Le CORIM reçoit S. E. Peiwu Cong, nouvel ambassadeur de la Chine au Canada

Par Jean-Luc Burlone

Une politique étrangère propre à la Chine

Le Traité de Panchsheel, signé en avril 1954 par la Chine, l’Inde et le Myanmar, célébrait l’indépendance retrouvée de la Chine après plus d’un siècle d’humiliation. Plus idéaliste que réaliste ce traité sert toujours de base aux relations internationales de la Chine.

À la Conférence Asie-Afrique de Bandung de 1955, le traité a été mis sous les feux de la rampe lorsque Zhou Enlai, premier ministre de Mao Zedong, en énonça les cinq principes fondamentaux pour une coexistence pacifique :

  • Le respect mutuel de la souveraineté et de l’intégrité territoriale ;
  • La non-agression mutuelle ;
  • La non-ingérence mutuelle dans les affaires intérieures ;
  • L’égalité et les avantages réciproques et ;
  • La coexistence pacifique.

Dans les années 80, le président chinois Deng Xiaoping (Président de 1978 à1997) réforma l’économie chinoise dont la croissance (essentielle à la survie du régime) représentait alors 1% du PIB mondial. « Cachez votre force, attendez votre heure » était sa règle de conduite quant aux relations de la chine avec le reste du monde. Quarante ans plus tard, le PIB chinois représente plus de 15% de l’économie mondiale et sous la direction de Xi Jinping la puissance économique, politique et militaire de la Chine se manifeste ouvertement.

Les cinq principes de coexistence pacifique reflètent tant la vision toujours actuelle (car renouvelée) de la Chine, que son opposition aux valeurs libérales, qui sont absentes de la formulation.
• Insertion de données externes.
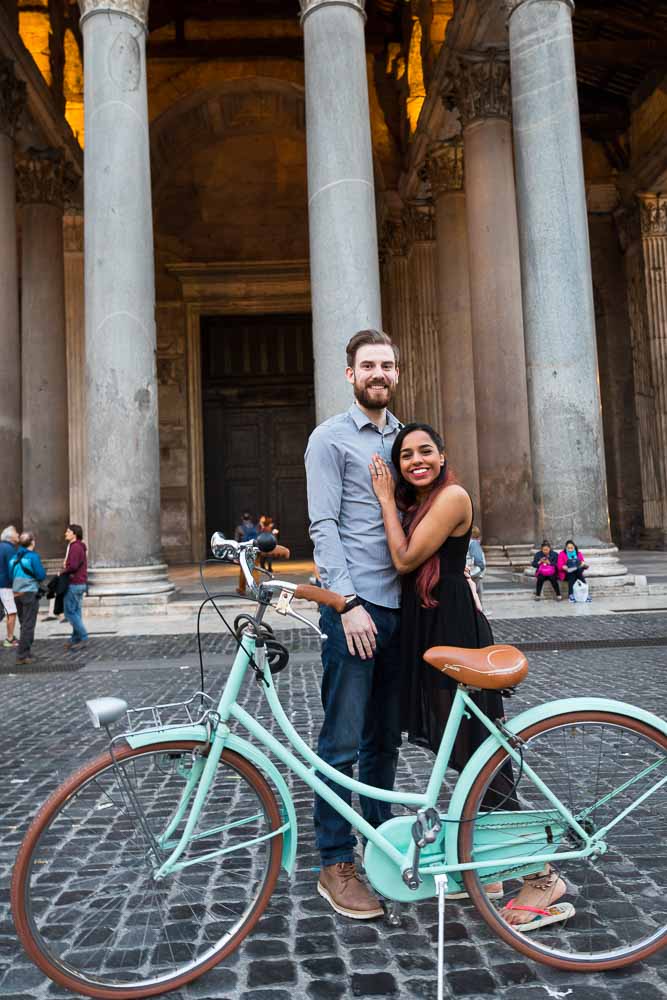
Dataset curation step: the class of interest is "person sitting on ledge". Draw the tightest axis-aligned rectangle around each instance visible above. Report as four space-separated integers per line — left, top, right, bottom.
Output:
533 538 563 601
557 538 590 603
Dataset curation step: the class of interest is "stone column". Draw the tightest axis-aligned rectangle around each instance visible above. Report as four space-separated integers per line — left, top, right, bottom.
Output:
63 209 88 538
508 0 610 549
380 216 416 423
16 149 69 559
427 138 482 512
0 57 26 528
616 194 667 549
300 0 382 422
403 205 442 430
80 0 173 603
453 56 535 558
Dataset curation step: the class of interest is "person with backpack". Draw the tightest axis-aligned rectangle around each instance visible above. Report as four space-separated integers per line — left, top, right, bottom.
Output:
9 531 46 666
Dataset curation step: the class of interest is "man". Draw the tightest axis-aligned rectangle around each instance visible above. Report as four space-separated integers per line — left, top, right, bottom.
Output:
9 531 46 666
306 330 401 920
0 524 19 649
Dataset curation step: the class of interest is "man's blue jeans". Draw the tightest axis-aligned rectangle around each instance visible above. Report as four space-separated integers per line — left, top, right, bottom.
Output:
63 583 88 642
314 601 401 866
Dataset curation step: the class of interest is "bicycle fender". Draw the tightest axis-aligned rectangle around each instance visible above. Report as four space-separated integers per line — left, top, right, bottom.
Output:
445 698 667 865
224 733 298 875
125 726 298 875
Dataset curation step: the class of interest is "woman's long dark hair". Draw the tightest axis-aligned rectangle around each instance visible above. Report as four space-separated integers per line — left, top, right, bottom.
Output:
391 423 458 608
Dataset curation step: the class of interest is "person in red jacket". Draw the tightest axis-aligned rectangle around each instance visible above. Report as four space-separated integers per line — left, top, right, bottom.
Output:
64 524 88 649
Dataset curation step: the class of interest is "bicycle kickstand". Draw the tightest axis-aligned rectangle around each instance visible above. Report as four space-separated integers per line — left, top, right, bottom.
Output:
434 875 447 1000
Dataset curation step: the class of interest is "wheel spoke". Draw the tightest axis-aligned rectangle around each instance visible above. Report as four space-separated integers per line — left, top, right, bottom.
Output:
460 713 667 968
14 744 282 997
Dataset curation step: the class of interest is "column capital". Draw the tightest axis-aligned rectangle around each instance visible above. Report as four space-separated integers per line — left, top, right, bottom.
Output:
424 136 463 198
502 0 574 21
637 194 667 236
447 49 512 128
79 0 150 27
402 204 435 243
0 56 26 139
16 149 78 206
302 0 366 24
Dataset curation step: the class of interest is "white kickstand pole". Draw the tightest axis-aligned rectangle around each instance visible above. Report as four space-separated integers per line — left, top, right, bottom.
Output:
386 899 403 927
434 875 447 1000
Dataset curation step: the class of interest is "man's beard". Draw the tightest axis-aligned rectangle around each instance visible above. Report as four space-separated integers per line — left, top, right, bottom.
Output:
352 382 396 410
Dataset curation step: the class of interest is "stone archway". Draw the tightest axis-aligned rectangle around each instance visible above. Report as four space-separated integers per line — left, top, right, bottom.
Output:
151 77 310 562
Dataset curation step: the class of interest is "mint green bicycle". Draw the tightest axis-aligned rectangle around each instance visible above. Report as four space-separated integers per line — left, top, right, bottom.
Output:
12 535 667 1000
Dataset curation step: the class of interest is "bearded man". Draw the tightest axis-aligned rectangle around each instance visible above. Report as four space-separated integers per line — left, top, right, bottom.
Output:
306 330 401 920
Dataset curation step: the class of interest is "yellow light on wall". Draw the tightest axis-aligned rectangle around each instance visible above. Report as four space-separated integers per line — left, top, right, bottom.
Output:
19 0 51 87
405 18 426 135
64 28 83 147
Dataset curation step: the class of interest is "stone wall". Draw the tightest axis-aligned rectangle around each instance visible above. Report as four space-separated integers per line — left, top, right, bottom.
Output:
156 302 192 563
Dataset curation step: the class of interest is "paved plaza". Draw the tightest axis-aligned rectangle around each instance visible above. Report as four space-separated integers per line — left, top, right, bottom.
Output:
0 606 667 1000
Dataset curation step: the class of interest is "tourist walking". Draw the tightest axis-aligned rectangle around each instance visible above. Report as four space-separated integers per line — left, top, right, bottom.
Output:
9 531 46 666
257 514 279 573
306 330 401 920
369 423 566 926
533 538 563 601
557 538 590 603
63 524 88 650
0 524 19 649
466 524 486 604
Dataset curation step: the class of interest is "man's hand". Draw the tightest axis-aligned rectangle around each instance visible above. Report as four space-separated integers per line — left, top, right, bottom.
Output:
341 606 377 660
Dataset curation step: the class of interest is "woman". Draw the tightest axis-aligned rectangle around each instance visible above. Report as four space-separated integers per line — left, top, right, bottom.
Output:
557 538 590 603
369 423 566 930
63 524 88 650
533 538 563 601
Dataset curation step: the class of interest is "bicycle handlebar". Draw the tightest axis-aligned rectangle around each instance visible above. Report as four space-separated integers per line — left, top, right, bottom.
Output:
294 583 346 615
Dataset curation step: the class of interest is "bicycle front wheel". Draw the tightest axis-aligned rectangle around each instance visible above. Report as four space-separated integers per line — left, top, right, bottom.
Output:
12 742 283 1000
459 711 667 972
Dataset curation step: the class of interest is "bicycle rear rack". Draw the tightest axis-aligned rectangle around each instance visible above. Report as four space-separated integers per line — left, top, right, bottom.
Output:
124 691 215 736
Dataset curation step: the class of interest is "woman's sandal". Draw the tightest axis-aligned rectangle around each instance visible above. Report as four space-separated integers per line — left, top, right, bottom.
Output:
503 865 575 933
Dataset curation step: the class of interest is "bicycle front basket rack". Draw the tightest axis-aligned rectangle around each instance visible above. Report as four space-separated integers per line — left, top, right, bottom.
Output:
127 691 215 735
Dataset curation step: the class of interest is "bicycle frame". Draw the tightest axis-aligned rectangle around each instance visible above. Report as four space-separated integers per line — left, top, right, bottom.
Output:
140 633 612 878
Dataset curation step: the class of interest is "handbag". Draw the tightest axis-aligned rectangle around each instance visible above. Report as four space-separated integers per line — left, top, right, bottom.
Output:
12 556 48 601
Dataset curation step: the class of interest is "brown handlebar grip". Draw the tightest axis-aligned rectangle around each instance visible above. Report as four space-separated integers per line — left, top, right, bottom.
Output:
294 583 346 615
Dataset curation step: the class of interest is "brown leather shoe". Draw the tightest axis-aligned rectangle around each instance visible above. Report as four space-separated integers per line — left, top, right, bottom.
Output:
317 861 384 920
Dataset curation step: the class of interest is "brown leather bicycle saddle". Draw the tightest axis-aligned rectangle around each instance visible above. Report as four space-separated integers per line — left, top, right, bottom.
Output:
424 646 528 691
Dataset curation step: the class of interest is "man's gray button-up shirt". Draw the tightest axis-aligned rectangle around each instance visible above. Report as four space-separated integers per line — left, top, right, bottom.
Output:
306 403 401 608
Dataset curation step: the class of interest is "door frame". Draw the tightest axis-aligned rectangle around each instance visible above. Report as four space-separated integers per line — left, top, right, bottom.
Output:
166 260 311 562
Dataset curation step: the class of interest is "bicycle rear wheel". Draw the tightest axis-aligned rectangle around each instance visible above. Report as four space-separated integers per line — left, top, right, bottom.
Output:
12 742 283 1000
459 711 667 972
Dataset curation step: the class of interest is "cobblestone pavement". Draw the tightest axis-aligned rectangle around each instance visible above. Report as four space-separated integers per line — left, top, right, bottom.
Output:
0 615 667 1000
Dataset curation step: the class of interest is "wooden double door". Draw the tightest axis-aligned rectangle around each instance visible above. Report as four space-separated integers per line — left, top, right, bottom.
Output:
201 315 314 558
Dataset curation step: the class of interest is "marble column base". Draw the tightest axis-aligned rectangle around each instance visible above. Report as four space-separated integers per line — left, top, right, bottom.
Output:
86 563 175 607
637 528 667 552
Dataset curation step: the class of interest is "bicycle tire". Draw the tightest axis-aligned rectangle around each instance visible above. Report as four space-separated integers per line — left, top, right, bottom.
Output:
11 741 283 1000
458 711 667 972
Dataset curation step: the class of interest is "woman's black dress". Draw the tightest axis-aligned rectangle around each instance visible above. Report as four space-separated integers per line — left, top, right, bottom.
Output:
401 530 511 787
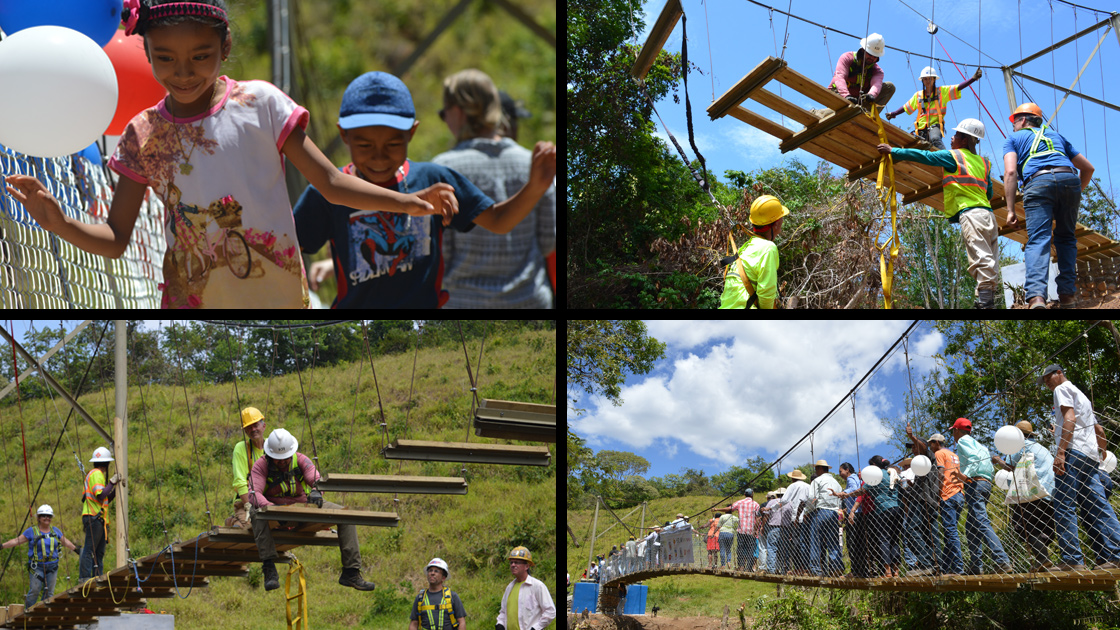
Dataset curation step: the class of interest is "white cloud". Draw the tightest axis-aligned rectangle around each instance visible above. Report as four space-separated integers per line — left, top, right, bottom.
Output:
572 322 943 466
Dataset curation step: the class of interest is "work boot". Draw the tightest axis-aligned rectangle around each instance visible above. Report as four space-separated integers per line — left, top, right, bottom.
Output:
338 568 375 591
262 560 280 591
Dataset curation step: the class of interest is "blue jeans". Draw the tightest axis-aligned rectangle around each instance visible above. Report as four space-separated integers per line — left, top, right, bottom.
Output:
1023 173 1081 299
1053 448 1120 564
964 479 1011 575
24 562 58 609
809 510 843 575
941 492 964 573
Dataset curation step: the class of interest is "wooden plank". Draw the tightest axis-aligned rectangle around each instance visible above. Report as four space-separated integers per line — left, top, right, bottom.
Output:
382 439 550 466
708 57 785 120
631 0 684 80
256 506 400 527
317 473 467 494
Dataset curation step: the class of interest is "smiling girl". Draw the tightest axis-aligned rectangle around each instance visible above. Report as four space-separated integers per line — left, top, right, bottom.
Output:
6 0 458 308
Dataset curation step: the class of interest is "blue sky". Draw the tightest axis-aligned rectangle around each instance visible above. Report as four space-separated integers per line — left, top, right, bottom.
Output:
568 321 945 478
635 0 1120 261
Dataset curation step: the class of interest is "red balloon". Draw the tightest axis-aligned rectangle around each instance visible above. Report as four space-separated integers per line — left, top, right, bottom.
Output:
105 30 167 136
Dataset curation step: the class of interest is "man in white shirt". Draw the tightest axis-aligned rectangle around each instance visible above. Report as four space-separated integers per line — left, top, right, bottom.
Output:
806 460 843 576
1038 365 1120 571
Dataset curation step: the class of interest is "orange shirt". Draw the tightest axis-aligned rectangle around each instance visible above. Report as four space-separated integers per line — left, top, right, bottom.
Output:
933 448 964 501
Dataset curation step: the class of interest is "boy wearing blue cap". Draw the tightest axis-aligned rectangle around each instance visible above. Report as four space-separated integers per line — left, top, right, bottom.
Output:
296 72 556 308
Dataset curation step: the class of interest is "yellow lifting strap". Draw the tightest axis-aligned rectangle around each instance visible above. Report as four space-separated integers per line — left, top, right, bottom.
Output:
866 104 900 308
283 556 308 630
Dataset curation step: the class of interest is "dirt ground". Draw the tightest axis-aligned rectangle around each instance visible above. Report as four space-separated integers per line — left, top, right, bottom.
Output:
568 611 752 630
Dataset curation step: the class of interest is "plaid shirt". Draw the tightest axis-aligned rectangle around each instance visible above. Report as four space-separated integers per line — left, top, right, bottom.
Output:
431 138 557 308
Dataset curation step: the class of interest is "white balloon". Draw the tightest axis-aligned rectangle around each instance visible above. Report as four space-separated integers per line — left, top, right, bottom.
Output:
0 26 118 157
1099 451 1117 474
996 471 1012 491
860 466 883 485
911 455 933 476
996 425 1023 455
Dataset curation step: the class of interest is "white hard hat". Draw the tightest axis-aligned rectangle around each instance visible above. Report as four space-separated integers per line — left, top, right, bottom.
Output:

La Chine vise maintenant un nouvel ordre mondial de paix et de coopération, propice à son développement économique, auquel l’atteinte du statut de super puissance et la réunification de la nation chinoise (lire Hong Kong et Taiwan) y sont rattachées comme des excroissances organiques. Les cinq principes de coexistence pacifique reflètent tant la vision toujours actuelle (car renouvelée) de la Chine, que son opposition aux valeurs libérales, qui sont absentes de la formulation.

La Chine manipule ces principes pour justifier ses réactions face aux ingérences occidentales et pour rassurer ses voisins quant à ses intentions. Le président Xi Jinping a d’ailleurs célébré en grandes pompes le soixantième anniversaire du Traité de Panchsheel au Grand Hall du Peuple et, plus récemment à Shanghai, il a rappelé les cinq principes de coexistence comme la norme pour régir les relations d’état à état. Il envisage le développement de l’Asie par les pays asiatiques selon ces principes de coexistence pacifique et sous l’égide de la Chine.

S. E. Peiwu Cong, le nouvel ambassadeur de Chine au Canada

Lors du Déjeuner-causerie du CORIM le 5 décembre dernier, l’ambassadeur chinois a rappelé l’opposition traditionnelle de son pays à toute ingérence étrangère dans ses politiques intérieures. Il a même averti que toutes intrusions canadiennes, quant au traitement des ouïgours de la province Xinjiang ou au sort réservé aux manifestants pro-démocratie de Hong Kong, nuiront fortement aux relations bilatérales sino-canadiennes.

Il faut se rappeler que les droits de l’homme en Chine se résument à l’amélioration du niveau de vie de la population. Conformément à ce positionnement, S. E. Peiwu Cong a souligné que la Chine améliore le sort des ouïgours et accroit l’économique de la province. Ces résultats, selon lui, méritent une appréciation internationale. L’ambassadeur a utilisé les visiteurs étrangers pour soutenir son argument, en soulignant que 2,4 millions de touristes avaient apprécié visiter la province et que plusieurs pays musulmans appuyaient l’action gouvernementale au Xinjiang.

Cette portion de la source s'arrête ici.